1,000 Days in Shanghai: The Story of Volkswagen, the First Chinese-German Car Factory
by Martin Posth; John Wiley & Sons; US$19.95
Whatever your take on the Volkswagen Santana – great mobilizer of the Chinese people or a weapon of mass destruction in a Shanghai taxi driver’s hands – there is no denying its impact on China. The launch of the vehicle in 1984 marked the mass market debut of foreign autos in China, and the joint venture structure through which the German firm made its entry endures to this day.
The man tasked with steering the venture on the German side was Martin Posth. In 1,000 Days in Shanghai, he tells of the emergence of Shanghai Volkswagen, a collaboration with Shanghai Automotive Industry Corp (SAIC).
First of all, don’t be put off by the big VW on the cover. This book is about more than just cars. While the specifics relate to body shops and completely knocked down vehicles, the challenges are common to all foreign investors in China.

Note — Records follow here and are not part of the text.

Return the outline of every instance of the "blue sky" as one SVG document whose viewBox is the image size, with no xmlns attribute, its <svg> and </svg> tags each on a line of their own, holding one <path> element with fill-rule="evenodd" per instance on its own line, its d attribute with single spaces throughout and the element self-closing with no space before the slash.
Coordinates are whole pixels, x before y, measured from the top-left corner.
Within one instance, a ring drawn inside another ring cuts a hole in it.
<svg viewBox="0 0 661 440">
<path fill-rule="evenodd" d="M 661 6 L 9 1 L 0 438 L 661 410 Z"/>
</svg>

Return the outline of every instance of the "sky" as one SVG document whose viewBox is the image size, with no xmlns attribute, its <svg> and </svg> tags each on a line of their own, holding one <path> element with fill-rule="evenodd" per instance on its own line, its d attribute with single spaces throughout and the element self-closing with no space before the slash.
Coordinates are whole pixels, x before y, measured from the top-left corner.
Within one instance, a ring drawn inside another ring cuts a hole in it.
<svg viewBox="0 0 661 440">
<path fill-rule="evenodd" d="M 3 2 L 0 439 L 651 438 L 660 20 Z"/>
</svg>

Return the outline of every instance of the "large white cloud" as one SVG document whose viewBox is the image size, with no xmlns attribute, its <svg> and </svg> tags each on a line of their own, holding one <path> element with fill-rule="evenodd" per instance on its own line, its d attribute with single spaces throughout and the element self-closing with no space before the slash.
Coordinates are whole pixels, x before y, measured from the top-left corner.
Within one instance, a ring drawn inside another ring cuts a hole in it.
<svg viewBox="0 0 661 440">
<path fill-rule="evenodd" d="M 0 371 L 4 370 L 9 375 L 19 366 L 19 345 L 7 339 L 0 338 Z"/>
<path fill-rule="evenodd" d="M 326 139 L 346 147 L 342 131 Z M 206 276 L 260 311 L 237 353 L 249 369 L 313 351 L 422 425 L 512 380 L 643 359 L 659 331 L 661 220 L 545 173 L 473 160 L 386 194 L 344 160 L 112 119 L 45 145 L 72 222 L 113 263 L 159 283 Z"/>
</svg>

Antiquated production lines are renovated and new processes introduced despite the truculence of an unmotivated and inefficient workforce. Staff training programs are implemented and improvements are made to working conditions in the plant. A knowledge-transfer system is set up through which foreigners pass on expertise to local workers, hopefully giving these local workers a sense of responsibility and awareness of their roles in the production process.
There are also accounts of dealings with joint venture partners whose expectations for the business are not always in tune with those of the foreign party; and government officials looking to win concessions by suggesting they might go and do business with the foreign firm’s direct competitor.
What is particularly interesting about Posth’s analysis is that it includes comments and reflections from some of the Chinese managers and officials he worked with at the joint venture. The reader is, to a degree, given both sides of the story.
End of the road
The book ends in 1989 as Posth completes his stint at Shanghai Volkswagen. Although he went on to head Volkswagen Asia-Pacific – and presumably remained informed about the firm’s China operations – he was no longer on the inside.
With the aid of hindsight, it is curious to read about a time when China had trouble generating foreign currency reserves. The role played in the joint venture by Jiang Zemin and Zhu Rongji, both former mayors of Shanghai who went on to become the nexus of the country’s third-generation leadership, is also worth noting.
However, Posth doesn’t do enough to leverage this hindsight. In the 19 years since he left Shanghai Volkswagen, China’s auto industry has undergone considerable change. There is, for example, nothing on the Volkswagen response to SAIC setting up a second joint venture with General Motors. Neither are we offered any insight into the discovery that Chery – in which SAIC was an investor – was producing what was in effect a knock- off version of the Volkswagen Jetta.
Without such details, an account of Volkswagen’s China adventures seems dated or incomplete. At the very least, Posth could have discussed how the joint venture fared in comparison to the expectations of the early 1980s and what its future may hold.
As it is, 1,000 Days in Shanghai is a solidly told story of the creation of a landmark joint venture in China. But you are left thinking it could have been much more.
Excerpt: Mercury rising
In a modern paint shop, complete body shells pass through an immersion coating zone. The whole process is a closed system. Anting in 1985 was completely different. The Chinese used an electrical winch to immerse the complete body shell into a paint pool. They had special wire cages for the dip-coating parts. In the course of a regular inspection we noticed that mercury had been added to the paint in the immersion basin to improve its conductivity. The poisonous vapors that escaped were a danger to the health of the people operating the plant. We raised the alarm: "Guys, mercury is a poisonous and really dangerous material. We have to fly in some experts from Wolfsburg to decontaminate the place …"
One Friday, just before the weekend, we brought our mercury expert along. When we went to have another look at the mess on Monday, we couldn’t believe our eyes. Less than two days after we had raised the hazard alarm, there was no mercury to be seen anywhere. Everything was gone and nobody knew where it had gone. We never did find out who had gotten rid of the mercury, but we did find out where it had gone. The Chinese had dumped the whole poisonous mess into the river.